I spent several days in ICU, not for Covid, and the bill was $15,000 per day. I was not on a ventilator. $13,000 does not seem out of line to me.
Sure, it would be reasonable - if every person hospitalized for COVID-19 were in ICU.
They aren't. Not even close. If they were we wouldn't be seeing a 98%-99% recovery rate.
Last estimate I saw was that less than 20% get that sick. And so far every estimate for every aspect and statistic for this mess has been WAY high.
For example, the estimated peak is supposed to be tomorrow or a day or two later, and the estimated death toll was supposed to top out at something like 3000 per day.

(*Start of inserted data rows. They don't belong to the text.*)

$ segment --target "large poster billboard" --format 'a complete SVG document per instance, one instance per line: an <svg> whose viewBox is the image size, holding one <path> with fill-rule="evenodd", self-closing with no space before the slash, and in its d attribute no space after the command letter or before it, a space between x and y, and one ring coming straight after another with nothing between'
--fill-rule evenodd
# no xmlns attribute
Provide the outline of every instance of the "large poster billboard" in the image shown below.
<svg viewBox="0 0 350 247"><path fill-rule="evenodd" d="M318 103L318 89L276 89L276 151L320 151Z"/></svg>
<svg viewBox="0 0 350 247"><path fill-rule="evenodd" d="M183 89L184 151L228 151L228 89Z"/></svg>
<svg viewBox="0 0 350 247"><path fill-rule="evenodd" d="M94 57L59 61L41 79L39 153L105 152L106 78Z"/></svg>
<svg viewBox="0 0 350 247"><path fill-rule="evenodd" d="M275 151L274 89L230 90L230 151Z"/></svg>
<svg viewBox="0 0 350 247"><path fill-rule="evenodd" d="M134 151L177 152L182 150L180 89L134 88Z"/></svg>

The last 3 days have been the first time we've seen a decline in the number of deaths per day for 3 days in a row since this whole thing started. The numbers have been 2050, 1830, and today 1538. So it is possible that the peak was 3 days ago at 2050.
Now over 2000 people in one day is certainly not trivial and is in fact serious and significant. But once again the numbers have actually been lower than predicted. A LOT lower.
Initially the predictions were 500 thousand dead in the UK and 2.2 MILLION in the US. It is looking like the totals are going to end up being WAY less than 10% of that. Right now the numbers are actually 1% - 2% of the predicted totals. The UK is at just over 10k deaths and the US is at 22k.
It isn't over yet, but in both countries it is looking like the peak is either here or even passed. Based on other countries experience so far there is no reason to expect those numbers to more than double since these things follow a standard bell curve pattern. And that is assuming we don't discover ANY effective treatments preventatives, or cures.
So basically, all of that to say, that $13k per hospitalized patient and $39k for every one on a vent adds up to a LOT of money given the very small percentage that need any kind of intensive care treatment or ventilator.